I can’t say for sure, but in 4.17 the compilation manager introduced compile time regressions for some blueprints. Details at the end of the comment, but they are pretty gory.
The good news is your compilation time should go down quite a bit in 4.18 and you can disable the compilation manager, as AceD suggested.
Here’s the story of the regression: When a blueprint (A) changes its public interface (e.g. the number of inputs in one of its functions changes) we need to recompile every blueprint that calls that function. We don’t track what blueprint calls which function, so we recompile every blueprint that has a dependency on blueprint A. The way this was implemented in the old compilation flow was we would hash a blueprint’s public interface, and when that hash changed value we would recompile dependencies.
This hash had to be computed at the end of the compilation process and so it was difficult to port this logic to the compilation manager. The hashed value would also sometimes change every time you compiled a blueprint, meaning that for some blueprints we would always recompile dependencies.
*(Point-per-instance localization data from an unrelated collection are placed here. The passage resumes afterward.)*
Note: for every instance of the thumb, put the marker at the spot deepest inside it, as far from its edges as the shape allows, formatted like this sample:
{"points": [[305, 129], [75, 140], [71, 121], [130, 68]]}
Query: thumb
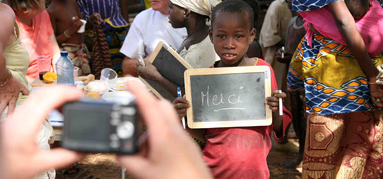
{"points": [[135, 164], [56, 158]]}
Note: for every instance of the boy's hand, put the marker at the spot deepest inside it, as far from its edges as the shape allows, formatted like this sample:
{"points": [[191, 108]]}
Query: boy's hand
{"points": [[181, 105], [75, 26], [273, 101], [148, 72]]}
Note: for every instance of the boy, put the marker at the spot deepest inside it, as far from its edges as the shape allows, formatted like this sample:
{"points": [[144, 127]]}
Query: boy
{"points": [[238, 152], [65, 25]]}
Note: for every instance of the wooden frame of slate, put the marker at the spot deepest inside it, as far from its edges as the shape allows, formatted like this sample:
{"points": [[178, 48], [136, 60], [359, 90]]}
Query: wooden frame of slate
{"points": [[171, 66], [228, 97]]}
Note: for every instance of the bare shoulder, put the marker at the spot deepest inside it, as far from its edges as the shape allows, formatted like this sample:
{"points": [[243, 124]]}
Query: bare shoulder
{"points": [[7, 24], [6, 11], [7, 17]]}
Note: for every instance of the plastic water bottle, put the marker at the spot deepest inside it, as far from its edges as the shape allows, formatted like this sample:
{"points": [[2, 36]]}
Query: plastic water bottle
{"points": [[64, 68]]}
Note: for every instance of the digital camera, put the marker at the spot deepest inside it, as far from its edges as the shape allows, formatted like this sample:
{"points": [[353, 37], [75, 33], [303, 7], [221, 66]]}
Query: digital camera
{"points": [[96, 126]]}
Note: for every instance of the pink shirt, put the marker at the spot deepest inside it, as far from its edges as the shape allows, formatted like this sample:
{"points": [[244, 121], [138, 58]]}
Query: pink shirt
{"points": [[241, 152], [35, 40]]}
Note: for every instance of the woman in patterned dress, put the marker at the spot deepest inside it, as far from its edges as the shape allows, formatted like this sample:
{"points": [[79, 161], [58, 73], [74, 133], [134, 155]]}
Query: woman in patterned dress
{"points": [[343, 139]]}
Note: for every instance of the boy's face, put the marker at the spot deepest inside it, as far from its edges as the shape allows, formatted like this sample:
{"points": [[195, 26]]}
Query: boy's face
{"points": [[160, 5], [176, 15], [33, 11], [231, 36]]}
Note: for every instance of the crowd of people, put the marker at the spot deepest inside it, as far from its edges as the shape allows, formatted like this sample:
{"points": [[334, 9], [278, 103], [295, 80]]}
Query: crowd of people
{"points": [[326, 59]]}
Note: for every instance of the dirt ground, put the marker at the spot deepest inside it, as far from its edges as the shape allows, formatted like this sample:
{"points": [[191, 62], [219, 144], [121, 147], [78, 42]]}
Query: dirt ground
{"points": [[103, 166]]}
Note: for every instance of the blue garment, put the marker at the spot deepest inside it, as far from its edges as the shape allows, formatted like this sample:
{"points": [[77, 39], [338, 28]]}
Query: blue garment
{"points": [[109, 10]]}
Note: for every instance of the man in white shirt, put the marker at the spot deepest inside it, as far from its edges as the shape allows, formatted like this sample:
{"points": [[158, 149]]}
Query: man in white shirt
{"points": [[148, 28]]}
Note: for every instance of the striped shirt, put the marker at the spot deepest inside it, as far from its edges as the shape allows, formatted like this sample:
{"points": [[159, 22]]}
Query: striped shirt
{"points": [[109, 10]]}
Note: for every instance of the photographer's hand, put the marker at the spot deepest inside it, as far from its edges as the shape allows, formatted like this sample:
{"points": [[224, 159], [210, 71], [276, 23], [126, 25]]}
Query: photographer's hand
{"points": [[19, 153], [171, 153]]}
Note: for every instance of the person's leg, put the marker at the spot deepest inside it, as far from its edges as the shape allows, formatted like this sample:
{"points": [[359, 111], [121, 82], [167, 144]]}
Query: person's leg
{"points": [[356, 144], [374, 163]]}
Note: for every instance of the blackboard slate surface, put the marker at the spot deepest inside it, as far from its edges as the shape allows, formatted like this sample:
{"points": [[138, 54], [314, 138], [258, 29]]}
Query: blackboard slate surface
{"points": [[230, 97], [170, 65]]}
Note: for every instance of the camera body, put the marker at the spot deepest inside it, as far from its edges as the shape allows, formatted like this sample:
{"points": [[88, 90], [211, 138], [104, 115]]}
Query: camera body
{"points": [[96, 126]]}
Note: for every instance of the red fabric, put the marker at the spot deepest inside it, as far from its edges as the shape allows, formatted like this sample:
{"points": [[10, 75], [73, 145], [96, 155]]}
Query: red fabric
{"points": [[35, 40], [241, 152]]}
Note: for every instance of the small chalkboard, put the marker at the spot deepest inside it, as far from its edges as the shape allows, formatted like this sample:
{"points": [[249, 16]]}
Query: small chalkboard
{"points": [[170, 65], [228, 97]]}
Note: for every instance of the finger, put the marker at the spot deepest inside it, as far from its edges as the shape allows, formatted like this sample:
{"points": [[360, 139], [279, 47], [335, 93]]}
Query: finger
{"points": [[56, 158], [281, 95], [273, 104], [272, 99], [135, 164], [3, 105], [11, 106], [24, 90], [48, 99]]}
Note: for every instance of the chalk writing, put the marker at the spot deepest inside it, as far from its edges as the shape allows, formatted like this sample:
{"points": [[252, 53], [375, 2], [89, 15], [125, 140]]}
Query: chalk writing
{"points": [[218, 99]]}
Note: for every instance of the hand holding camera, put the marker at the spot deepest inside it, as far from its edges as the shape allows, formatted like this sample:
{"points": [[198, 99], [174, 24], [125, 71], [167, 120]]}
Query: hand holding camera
{"points": [[169, 152]]}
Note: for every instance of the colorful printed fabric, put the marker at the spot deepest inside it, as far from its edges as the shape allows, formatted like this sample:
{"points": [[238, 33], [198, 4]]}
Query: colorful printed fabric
{"points": [[308, 5], [109, 10], [343, 146], [333, 80], [369, 27]]}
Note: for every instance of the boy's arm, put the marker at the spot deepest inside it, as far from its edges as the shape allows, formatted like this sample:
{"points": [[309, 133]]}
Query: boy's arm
{"points": [[181, 105], [280, 123], [347, 27]]}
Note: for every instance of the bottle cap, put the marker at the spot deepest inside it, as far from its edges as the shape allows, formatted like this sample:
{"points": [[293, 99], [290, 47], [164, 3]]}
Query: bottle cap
{"points": [[64, 53]]}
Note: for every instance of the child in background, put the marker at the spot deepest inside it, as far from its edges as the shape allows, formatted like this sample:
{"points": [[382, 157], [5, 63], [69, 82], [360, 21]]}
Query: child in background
{"points": [[197, 49], [238, 152], [66, 25]]}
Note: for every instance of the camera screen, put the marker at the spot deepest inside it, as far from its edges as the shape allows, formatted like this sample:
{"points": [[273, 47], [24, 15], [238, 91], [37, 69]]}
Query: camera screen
{"points": [[89, 125]]}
For the large blueprints I was testing against internally the hash was not determinstic (e.g. changed every time you clicked compile), so the compilation manager always represented a speed up in individual compilation. I did not even know, at the time, that the hash was not deterministic, I only discovered that after the compilation manager was released and we got reports of compile time regressions. Very unfortunate.
Anyway, as of 4.18 the compilation manager has an extra phase where it skips compilation of blueprints that are being recompiled as a dependency if none of their dependents had an interface change. The new implementation does not rely on a hashed value and so is easier to maintain and hopefully more reliable. It also avoids dependency recompilation when a new function is added (because nothing could care about the new function’s signature).